Monsieur le président, monsieur le secrétaire d’État, chers collègues, d’après l’ADEME, le gaspillage alimentaire a été multiplié par deux depuis 1974. Il représente aujourd’hui dans la consommation des ménages vingt kilos par an et par personne de déchets, dont sept kilos de déchets alimentaires non consommés encore emballés, soit un coût de 100 à 160 euros par an et par personne.
Sans tomber dans la démagogie, ce gaspillage invite à la réflexion sur notre société de surconsommation, sur notre volonté ou pas de maîtriser celle-ci. De façon plus pragmatique, nous devons nous interroger sur les outils à mettre en place pour éduquer à une meilleure consommation, c’est-à-dire une consommation maîtrisée.
Les collectivités locales sont directement concernées par le gaspillage alimentaire en tant que gestionnaires de la restauration scolaire, en raison des actions menées dans le cadre de leurs compétences dans le domaine des affaires sociales ou encore du fait de leurs relations de proximité avec les acteurs de la solidarité. Depuis 2010, dans le cadre de l’Agenda 21, l’agglomération du Havre, par exemple, s’est engagée dans une démarche de lutte contre le gaspillage alimentaire, initialement dans le cadre de la prévention des déchets.
Ainsi, nous nous sommes attachés à mettre en place des actions de prévention par l’éducation jusqu’à l’installation de composteurs dans les écoles.

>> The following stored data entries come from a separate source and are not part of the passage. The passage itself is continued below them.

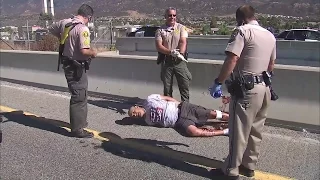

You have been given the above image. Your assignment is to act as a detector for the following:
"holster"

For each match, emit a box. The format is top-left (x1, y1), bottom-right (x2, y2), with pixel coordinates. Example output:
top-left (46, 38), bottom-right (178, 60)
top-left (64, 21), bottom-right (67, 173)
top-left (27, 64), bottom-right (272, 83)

top-left (72, 60), bottom-right (85, 80)
top-left (157, 52), bottom-right (166, 64)
top-left (262, 71), bottom-right (272, 86)
top-left (262, 71), bottom-right (279, 101)
top-left (226, 78), bottom-right (246, 99)
top-left (270, 86), bottom-right (279, 101)
top-left (62, 57), bottom-right (89, 81)
top-left (57, 44), bottom-right (65, 71)
top-left (225, 74), bottom-right (260, 99)
top-left (85, 59), bottom-right (91, 71)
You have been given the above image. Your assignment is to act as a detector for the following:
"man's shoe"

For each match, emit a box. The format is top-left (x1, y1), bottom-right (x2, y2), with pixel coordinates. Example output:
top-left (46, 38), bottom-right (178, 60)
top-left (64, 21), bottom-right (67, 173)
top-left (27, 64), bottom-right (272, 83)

top-left (71, 129), bottom-right (94, 138)
top-left (239, 165), bottom-right (255, 177)
top-left (210, 168), bottom-right (239, 180)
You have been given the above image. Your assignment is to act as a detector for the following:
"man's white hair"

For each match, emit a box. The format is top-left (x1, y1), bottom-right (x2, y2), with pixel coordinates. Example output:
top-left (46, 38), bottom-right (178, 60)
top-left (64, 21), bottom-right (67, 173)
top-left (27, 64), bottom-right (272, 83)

top-left (164, 7), bottom-right (177, 16)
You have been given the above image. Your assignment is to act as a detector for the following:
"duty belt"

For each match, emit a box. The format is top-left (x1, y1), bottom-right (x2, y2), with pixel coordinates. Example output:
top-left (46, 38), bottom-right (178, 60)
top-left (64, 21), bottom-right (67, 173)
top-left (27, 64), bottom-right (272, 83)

top-left (252, 75), bottom-right (264, 84)
top-left (235, 74), bottom-right (265, 84)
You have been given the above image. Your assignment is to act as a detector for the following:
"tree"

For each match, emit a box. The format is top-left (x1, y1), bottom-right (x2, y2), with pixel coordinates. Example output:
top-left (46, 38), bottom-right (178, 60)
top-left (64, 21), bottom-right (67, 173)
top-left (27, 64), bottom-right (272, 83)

top-left (201, 24), bottom-right (211, 35)
top-left (257, 16), bottom-right (268, 27)
top-left (216, 23), bottom-right (231, 35)
top-left (210, 16), bottom-right (217, 28)
top-left (284, 22), bottom-right (293, 29)
top-left (268, 17), bottom-right (281, 30)
top-left (37, 13), bottom-right (54, 28)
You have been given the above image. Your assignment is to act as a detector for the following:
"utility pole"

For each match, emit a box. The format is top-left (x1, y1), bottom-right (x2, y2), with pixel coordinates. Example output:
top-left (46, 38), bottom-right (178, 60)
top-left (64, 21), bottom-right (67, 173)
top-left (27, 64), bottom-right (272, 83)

top-left (110, 20), bottom-right (113, 45)
top-left (27, 20), bottom-right (30, 50)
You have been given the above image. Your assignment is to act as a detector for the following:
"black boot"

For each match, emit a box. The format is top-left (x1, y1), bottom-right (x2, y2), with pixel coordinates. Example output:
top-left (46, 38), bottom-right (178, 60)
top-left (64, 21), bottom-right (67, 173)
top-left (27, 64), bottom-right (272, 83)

top-left (239, 165), bottom-right (255, 177)
top-left (71, 129), bottom-right (94, 138)
top-left (210, 168), bottom-right (239, 180)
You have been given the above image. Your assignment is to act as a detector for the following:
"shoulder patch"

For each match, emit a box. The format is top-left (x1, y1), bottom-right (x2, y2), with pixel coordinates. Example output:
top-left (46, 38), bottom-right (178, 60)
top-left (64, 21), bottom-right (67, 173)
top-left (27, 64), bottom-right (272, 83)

top-left (228, 28), bottom-right (243, 43)
top-left (83, 39), bottom-right (90, 46)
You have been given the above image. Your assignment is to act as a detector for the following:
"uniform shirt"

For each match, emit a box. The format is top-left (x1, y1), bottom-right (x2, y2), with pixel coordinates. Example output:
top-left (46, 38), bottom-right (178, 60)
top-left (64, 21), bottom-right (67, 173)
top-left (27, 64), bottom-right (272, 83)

top-left (155, 23), bottom-right (188, 50)
top-left (226, 20), bottom-right (276, 76)
top-left (143, 94), bottom-right (179, 128)
top-left (49, 16), bottom-right (91, 61)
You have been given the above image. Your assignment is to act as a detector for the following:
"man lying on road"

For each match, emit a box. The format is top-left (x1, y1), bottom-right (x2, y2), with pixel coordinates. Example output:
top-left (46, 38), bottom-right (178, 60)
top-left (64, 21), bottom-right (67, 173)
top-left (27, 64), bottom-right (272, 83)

top-left (128, 94), bottom-right (229, 137)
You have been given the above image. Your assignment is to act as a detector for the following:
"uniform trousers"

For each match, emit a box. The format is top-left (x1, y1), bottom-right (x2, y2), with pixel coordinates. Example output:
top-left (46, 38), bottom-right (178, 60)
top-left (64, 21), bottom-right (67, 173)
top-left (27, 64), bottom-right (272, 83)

top-left (160, 57), bottom-right (192, 102)
top-left (222, 83), bottom-right (271, 176)
top-left (63, 60), bottom-right (88, 131)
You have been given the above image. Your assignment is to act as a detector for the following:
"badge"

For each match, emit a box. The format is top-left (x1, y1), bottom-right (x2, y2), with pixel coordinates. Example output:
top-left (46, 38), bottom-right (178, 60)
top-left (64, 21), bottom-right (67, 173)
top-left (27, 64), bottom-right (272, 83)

top-left (82, 31), bottom-right (89, 38)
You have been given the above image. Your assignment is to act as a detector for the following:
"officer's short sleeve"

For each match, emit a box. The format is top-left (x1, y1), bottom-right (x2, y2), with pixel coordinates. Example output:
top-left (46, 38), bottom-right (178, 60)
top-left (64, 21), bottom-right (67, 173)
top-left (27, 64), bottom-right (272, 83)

top-left (225, 28), bottom-right (245, 57)
top-left (180, 26), bottom-right (188, 38)
top-left (155, 28), bottom-right (162, 41)
top-left (79, 26), bottom-right (91, 49)
top-left (270, 43), bottom-right (276, 60)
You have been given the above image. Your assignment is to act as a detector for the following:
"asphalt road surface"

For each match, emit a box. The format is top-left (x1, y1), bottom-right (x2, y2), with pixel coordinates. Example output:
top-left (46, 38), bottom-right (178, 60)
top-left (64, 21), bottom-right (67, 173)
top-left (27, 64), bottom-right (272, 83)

top-left (0, 81), bottom-right (319, 180)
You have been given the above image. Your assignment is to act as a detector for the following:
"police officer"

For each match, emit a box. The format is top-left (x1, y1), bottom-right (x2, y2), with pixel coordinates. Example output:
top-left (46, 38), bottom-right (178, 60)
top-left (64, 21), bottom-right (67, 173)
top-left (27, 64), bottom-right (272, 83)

top-left (49, 4), bottom-right (97, 138)
top-left (209, 5), bottom-right (276, 179)
top-left (155, 7), bottom-right (192, 102)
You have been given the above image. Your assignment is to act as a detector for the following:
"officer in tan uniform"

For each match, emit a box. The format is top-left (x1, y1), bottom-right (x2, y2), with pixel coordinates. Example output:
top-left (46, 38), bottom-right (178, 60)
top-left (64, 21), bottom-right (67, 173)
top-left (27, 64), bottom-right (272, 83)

top-left (49, 4), bottom-right (97, 138)
top-left (155, 7), bottom-right (192, 102)
top-left (209, 5), bottom-right (276, 179)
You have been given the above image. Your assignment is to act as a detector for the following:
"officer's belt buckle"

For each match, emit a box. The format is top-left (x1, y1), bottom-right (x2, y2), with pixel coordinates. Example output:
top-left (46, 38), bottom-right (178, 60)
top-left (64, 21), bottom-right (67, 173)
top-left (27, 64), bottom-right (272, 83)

top-left (254, 75), bottom-right (263, 84)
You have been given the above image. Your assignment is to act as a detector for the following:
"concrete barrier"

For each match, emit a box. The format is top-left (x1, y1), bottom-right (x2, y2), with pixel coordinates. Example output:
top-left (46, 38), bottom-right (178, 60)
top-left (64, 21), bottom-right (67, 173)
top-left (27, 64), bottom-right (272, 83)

top-left (115, 37), bottom-right (320, 67)
top-left (0, 50), bottom-right (319, 133)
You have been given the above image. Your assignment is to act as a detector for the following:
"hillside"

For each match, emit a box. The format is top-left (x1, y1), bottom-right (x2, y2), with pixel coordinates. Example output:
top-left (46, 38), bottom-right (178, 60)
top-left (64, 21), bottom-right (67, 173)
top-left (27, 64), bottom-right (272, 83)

top-left (1, 0), bottom-right (319, 20)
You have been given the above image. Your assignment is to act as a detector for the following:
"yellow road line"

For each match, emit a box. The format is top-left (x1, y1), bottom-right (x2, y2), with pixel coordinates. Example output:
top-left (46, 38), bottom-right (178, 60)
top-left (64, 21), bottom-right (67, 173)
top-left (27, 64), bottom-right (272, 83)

top-left (0, 105), bottom-right (293, 180)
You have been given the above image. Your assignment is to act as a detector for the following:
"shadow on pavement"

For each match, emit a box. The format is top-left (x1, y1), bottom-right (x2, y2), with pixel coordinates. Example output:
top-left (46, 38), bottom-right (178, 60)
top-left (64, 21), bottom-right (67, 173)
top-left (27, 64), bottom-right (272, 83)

top-left (88, 99), bottom-right (130, 115)
top-left (88, 96), bottom-right (144, 115)
top-left (0, 111), bottom-right (71, 137)
top-left (115, 117), bottom-right (149, 126)
top-left (97, 132), bottom-right (224, 179)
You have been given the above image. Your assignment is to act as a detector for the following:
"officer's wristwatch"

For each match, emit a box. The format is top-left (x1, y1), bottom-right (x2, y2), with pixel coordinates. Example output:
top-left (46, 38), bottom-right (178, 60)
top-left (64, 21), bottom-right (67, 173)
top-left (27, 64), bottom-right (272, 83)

top-left (215, 78), bottom-right (222, 85)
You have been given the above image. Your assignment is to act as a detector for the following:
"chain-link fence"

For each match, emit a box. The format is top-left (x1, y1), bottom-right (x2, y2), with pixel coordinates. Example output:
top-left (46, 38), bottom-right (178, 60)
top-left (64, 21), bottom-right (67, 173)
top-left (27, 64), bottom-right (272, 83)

top-left (90, 19), bottom-right (117, 52)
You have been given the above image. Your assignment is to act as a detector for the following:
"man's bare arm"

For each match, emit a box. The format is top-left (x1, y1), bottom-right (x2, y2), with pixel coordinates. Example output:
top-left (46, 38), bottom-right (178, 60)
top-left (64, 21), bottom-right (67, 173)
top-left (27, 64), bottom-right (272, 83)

top-left (268, 59), bottom-right (275, 72)
top-left (80, 48), bottom-right (97, 57)
top-left (268, 44), bottom-right (276, 72)
top-left (160, 95), bottom-right (180, 103)
top-left (155, 40), bottom-right (171, 55)
top-left (178, 36), bottom-right (187, 54)
top-left (217, 52), bottom-right (239, 83)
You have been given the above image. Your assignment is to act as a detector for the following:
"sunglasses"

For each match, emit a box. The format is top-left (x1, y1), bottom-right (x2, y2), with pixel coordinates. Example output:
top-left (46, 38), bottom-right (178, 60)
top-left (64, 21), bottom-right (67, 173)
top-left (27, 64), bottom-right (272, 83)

top-left (167, 14), bottom-right (176, 17)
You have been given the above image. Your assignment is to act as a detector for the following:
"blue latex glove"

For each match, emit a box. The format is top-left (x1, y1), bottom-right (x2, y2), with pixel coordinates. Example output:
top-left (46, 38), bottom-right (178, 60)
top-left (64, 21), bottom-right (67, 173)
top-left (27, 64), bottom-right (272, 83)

top-left (209, 79), bottom-right (222, 98)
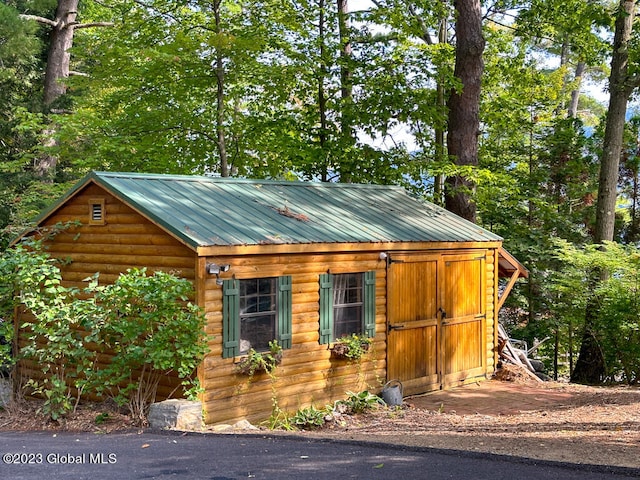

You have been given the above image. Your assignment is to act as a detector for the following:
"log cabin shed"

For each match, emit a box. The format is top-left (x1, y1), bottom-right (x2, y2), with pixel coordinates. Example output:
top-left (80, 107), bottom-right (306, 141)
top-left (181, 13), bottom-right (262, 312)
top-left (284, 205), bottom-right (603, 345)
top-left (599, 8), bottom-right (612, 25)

top-left (17, 171), bottom-right (527, 425)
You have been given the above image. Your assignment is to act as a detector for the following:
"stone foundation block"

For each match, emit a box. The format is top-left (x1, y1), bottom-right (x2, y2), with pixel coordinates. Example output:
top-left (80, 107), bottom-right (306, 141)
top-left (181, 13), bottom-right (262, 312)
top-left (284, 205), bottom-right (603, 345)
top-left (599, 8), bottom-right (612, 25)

top-left (148, 399), bottom-right (203, 430)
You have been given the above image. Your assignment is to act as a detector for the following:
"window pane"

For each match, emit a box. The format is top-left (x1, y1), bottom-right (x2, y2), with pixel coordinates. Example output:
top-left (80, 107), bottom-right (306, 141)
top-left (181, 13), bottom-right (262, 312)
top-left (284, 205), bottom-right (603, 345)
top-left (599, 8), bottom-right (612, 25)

top-left (334, 306), bottom-right (362, 338)
top-left (333, 273), bottom-right (363, 338)
top-left (240, 314), bottom-right (276, 353)
top-left (344, 283), bottom-right (362, 304)
top-left (239, 278), bottom-right (277, 353)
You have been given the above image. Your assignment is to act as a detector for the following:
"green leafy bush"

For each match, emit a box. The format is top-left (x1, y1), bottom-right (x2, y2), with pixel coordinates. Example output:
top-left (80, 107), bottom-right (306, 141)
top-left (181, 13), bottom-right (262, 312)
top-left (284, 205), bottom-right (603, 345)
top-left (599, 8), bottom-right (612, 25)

top-left (550, 241), bottom-right (640, 383)
top-left (1, 234), bottom-right (96, 419)
top-left (87, 268), bottom-right (208, 424)
top-left (1, 238), bottom-right (209, 423)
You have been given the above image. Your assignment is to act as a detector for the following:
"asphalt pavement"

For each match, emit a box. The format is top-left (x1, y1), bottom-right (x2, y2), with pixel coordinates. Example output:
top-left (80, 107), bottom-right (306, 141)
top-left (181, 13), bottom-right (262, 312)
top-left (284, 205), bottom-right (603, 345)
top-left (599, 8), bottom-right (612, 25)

top-left (0, 430), bottom-right (637, 480)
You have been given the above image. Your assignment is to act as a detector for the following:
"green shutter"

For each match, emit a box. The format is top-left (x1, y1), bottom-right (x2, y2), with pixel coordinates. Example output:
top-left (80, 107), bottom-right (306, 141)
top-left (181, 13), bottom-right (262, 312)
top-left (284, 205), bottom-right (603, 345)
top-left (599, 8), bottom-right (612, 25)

top-left (319, 273), bottom-right (334, 344)
top-left (222, 279), bottom-right (240, 358)
top-left (278, 275), bottom-right (293, 350)
top-left (363, 270), bottom-right (376, 338)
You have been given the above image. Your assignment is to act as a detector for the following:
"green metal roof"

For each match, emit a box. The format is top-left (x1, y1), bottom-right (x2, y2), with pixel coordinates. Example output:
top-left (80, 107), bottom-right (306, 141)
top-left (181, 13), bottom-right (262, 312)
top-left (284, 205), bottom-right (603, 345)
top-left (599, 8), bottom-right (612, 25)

top-left (44, 171), bottom-right (502, 248)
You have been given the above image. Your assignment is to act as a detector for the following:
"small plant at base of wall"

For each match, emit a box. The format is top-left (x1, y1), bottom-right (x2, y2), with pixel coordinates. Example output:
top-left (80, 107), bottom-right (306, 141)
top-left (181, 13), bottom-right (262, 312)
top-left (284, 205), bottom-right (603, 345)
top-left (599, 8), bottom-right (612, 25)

top-left (290, 405), bottom-right (331, 430)
top-left (267, 390), bottom-right (384, 431)
top-left (337, 390), bottom-right (385, 414)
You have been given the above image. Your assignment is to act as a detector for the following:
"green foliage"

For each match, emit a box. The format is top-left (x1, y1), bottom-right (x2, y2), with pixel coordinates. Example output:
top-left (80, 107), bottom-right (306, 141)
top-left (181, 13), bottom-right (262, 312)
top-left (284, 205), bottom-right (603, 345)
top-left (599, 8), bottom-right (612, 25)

top-left (0, 0), bottom-right (75, 245)
top-left (549, 241), bottom-right (640, 383)
top-left (94, 412), bottom-right (110, 425)
top-left (87, 268), bottom-right (209, 423)
top-left (264, 401), bottom-right (294, 431)
top-left (337, 390), bottom-right (384, 414)
top-left (331, 334), bottom-right (372, 361)
top-left (514, 0), bottom-right (611, 65)
top-left (235, 340), bottom-right (283, 378)
top-left (270, 389), bottom-right (386, 431)
top-left (0, 318), bottom-right (12, 375)
top-left (0, 240), bottom-right (208, 422)
top-left (290, 405), bottom-right (330, 430)
top-left (29, 376), bottom-right (73, 422)
top-left (0, 232), bottom-right (95, 419)
top-left (0, 228), bottom-right (73, 376)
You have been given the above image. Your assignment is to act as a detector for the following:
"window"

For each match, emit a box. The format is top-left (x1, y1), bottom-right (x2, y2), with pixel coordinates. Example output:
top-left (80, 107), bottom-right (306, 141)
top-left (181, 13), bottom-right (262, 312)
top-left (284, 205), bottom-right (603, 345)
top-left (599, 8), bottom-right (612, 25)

top-left (239, 278), bottom-right (277, 353)
top-left (89, 198), bottom-right (105, 225)
top-left (333, 273), bottom-right (363, 338)
top-left (222, 276), bottom-right (292, 358)
top-left (319, 271), bottom-right (376, 344)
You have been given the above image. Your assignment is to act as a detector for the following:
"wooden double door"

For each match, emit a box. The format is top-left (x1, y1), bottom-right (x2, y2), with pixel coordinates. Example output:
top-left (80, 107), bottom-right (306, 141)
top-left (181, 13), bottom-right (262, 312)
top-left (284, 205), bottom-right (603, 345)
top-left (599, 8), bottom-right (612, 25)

top-left (386, 252), bottom-right (487, 395)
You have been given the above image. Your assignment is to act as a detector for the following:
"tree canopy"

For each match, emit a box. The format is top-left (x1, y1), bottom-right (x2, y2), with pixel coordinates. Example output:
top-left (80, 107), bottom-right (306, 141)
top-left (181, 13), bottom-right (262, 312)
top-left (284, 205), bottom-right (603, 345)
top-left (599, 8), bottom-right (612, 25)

top-left (3, 0), bottom-right (640, 384)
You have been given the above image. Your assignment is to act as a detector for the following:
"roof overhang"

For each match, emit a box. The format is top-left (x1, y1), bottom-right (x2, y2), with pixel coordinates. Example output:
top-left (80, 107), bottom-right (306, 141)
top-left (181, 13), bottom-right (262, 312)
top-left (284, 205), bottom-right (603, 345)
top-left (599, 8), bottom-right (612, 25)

top-left (497, 247), bottom-right (529, 311)
top-left (9, 174), bottom-right (96, 247)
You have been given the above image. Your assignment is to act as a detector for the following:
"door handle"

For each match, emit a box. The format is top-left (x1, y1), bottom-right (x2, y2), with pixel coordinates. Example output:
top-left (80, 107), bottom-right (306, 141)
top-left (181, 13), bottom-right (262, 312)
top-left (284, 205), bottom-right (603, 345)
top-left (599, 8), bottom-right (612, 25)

top-left (388, 323), bottom-right (405, 332)
top-left (439, 307), bottom-right (447, 323)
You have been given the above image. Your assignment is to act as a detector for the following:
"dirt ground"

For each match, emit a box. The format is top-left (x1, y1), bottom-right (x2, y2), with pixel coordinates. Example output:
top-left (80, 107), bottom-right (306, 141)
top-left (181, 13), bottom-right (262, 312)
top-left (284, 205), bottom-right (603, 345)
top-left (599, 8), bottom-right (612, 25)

top-left (296, 367), bottom-right (640, 470)
top-left (1, 366), bottom-right (639, 470)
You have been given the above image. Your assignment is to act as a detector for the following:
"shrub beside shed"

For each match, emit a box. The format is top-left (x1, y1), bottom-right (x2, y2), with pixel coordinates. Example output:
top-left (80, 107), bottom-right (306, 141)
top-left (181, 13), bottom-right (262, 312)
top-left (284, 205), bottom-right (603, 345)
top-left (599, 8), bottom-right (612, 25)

top-left (15, 172), bottom-right (527, 425)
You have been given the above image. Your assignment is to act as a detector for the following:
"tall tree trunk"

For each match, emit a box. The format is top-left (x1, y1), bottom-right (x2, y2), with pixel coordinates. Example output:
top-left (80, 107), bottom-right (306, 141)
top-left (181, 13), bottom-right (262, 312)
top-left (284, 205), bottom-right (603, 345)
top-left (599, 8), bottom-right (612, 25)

top-left (43, 0), bottom-right (77, 106)
top-left (337, 0), bottom-right (354, 183)
top-left (36, 0), bottom-right (78, 179)
top-left (434, 17), bottom-right (448, 206)
top-left (568, 62), bottom-right (586, 118)
top-left (594, 11), bottom-right (636, 244)
top-left (572, 0), bottom-right (639, 384)
top-left (318, 0), bottom-right (329, 182)
top-left (445, 0), bottom-right (484, 222)
top-left (21, 0), bottom-right (111, 179)
top-left (213, 0), bottom-right (229, 177)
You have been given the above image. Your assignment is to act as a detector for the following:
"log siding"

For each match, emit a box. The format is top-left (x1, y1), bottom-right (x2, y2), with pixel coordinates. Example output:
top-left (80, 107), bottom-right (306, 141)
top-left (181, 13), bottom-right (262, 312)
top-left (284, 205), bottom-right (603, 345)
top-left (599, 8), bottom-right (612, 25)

top-left (18, 184), bottom-right (196, 399)
top-left (198, 251), bottom-right (387, 425)
top-left (14, 176), bottom-right (514, 427)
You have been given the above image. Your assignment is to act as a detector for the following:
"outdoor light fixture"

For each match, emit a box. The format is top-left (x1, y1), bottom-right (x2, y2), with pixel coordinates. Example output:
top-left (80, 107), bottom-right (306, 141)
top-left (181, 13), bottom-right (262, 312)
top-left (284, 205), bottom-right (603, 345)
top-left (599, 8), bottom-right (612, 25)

top-left (206, 263), bottom-right (231, 287)
top-left (206, 263), bottom-right (231, 275)
top-left (379, 252), bottom-right (388, 260)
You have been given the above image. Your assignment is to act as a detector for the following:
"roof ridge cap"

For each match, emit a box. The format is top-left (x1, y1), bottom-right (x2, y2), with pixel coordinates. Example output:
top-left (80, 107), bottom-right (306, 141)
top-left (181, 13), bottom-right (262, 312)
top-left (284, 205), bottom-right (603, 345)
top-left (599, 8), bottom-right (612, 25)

top-left (92, 171), bottom-right (402, 189)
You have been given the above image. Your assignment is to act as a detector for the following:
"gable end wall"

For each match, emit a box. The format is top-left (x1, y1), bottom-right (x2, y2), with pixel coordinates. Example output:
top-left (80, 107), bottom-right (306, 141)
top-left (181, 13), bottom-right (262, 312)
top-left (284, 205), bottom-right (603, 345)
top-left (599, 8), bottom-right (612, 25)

top-left (17, 184), bottom-right (196, 399)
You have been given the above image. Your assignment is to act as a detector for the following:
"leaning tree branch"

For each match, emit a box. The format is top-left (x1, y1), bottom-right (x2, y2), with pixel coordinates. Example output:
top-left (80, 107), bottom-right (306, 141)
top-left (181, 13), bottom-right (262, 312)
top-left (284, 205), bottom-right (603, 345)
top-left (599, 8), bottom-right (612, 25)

top-left (19, 14), bottom-right (114, 30)
top-left (407, 4), bottom-right (434, 45)
top-left (18, 14), bottom-right (57, 27)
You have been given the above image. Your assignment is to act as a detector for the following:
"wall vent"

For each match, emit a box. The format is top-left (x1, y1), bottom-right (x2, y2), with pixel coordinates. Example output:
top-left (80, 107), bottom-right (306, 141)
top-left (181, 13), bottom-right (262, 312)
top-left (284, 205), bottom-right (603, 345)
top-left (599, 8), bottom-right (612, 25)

top-left (89, 198), bottom-right (106, 225)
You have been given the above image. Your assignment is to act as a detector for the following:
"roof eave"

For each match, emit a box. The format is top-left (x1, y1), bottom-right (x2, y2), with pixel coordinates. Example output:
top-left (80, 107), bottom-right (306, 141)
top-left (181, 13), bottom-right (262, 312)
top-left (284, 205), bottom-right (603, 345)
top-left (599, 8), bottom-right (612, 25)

top-left (89, 172), bottom-right (200, 251)
top-left (196, 240), bottom-right (504, 257)
top-left (9, 172), bottom-right (98, 247)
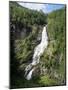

Dans nos cantines scolaires, où sont servis 8 600 repas quotidiennement, nous avons mis en place une politique alimentaire qui a permis de créer des réflexes naturels pour éviter le gâchis : confection sur place à partir de produits issus de la filière courte, enfants servis à table par petite quantité, menus variés… Les enfants de primaire sont aussi invités à des ateliers pédagogiques spécifiques. Les restes de stocks sont distribués en fin d’année à la Banque alimentaire.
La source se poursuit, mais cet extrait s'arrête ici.